Conduct systematic, comprehensive literature reviews following rigorous academic methodology. Search multiple literature databases, synthesize findings thematically, verify all citations for accuracy, and generate professional output documents in markdown and PDF formats.

This skill integrates with multiple scientific skills for database access (gget, bioservices, datacommons-client) and provides specialized tools for citation verification, result aggregation, and document generation.

When to Use This Skill

Use this skill when:

  • Conducting a systematic literature review for research or publication
  • Synthesizing current knowledge on a specific topic across multiple sources
  • Performing meta-analysis or scoping reviews
  • Writing the literature review section of a research paper or thesis
  • Investigating the state of the art in a research domain
  • Identifying research gaps and future directions
  • Requiring verified citations and professional formatting

Visual Enhancement with Scientific Schematics

⚠️ MANDATORY: Every literature review MUST include at least 1-2 AI-generated figures using the scientific-schematics skill.
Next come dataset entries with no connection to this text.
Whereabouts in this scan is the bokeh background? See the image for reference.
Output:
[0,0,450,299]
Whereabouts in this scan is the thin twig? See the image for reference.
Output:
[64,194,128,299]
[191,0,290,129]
This is not optional. Literature reviews without visual elements are incomplete. Before finalizing any document:

  1. Generate at minimum ONE schematic or diagram (e.g., PRISMA flow diagram for systematic reviews)
  2. Prefer 2-3 figures for comprehensive reviews (search strategy flowchart, thematic synthesis diagram, conceptual framework)

How to generate figures:

  • Use the scientific-schematics skill to generate AI-powered publication-quality diagrams
  • Simply describe your desired diagram in natural language
  • Nano Banana Pro will automatically generate, review, and refine the schematic

How to generate schematics:

python scripts/generate_schematic.py "your diagram description" -o figures/output.png

The AI will automatically:

  • Create publication-quality images with proper formatting
  • Review and refine through multiple iterations
  • Ensure accessibility (colorblind-friendly, high contrast)
  • Save outputs in the figures/ directory

When to add schematics:

  • PRISMA flow diagrams for systematic reviews
  • Literature search strategy flowcharts
  • Thematic synthesis diagrams
  • Research gap visualization maps
  • Citation network diagrams
  • Conceptual framework illustrations
  • Any complex concept that benefits from visualization

For detailed guidance on creating schematics, refer to the scientific-schematics skill documentation.


Core Workflow

Literature reviews follow a structured, multi-phase workflow:

Phase 1: Planning and Scoping

  1. Define Research Question: Use PICO framework (Population, Intervention, Comparison, Outcome) for clinical/biomedical reviews

    • Example: "What is the efficacy of CRISPR-Cas9 (I) for treating sickle cell disease (P) compared to standard care (C)?"
  2. Establish Scope and Objectives:

    • Define clear, specific research questions
    • Determine review type (narrative, systematic, scoping, meta-analysis)
    • Set boundaries (time period, geographic scope, study types)
  3. Develop Search Strategy:

    • Identify 2-4 main concepts from research question
    • List synonyms, abbreviations, and related terms for each concept
    • Plan Boolean operators (AND, OR, NOT) to combine terms
    • Select minimum 3 complementary databases
  4. Set Inclusion/Exclusion Criteria:

    • Date range (e.g., last 10 years: 2015-2024)
    • Language (typically English, or specify multilingual)
    • Publication types (peer-reviewed, preprints, reviews)
    • Study designs (RCTs, observational, in vitro, etc.)
    • Document all criteria clearly

Phase 2: Systematic Literature Search

  1. Multi-Database Search:

    Select databases appropriate for the domain:

    Biomedical & Life Sciences:

    • Use gget skill: gget search pubmed "search terms" for PubMed/PMC
    • Use gget skill: gget search biorxiv "search terms" for preprints
    • Use bioservices skill for ChEMBL, KEGG, UniProt, etc.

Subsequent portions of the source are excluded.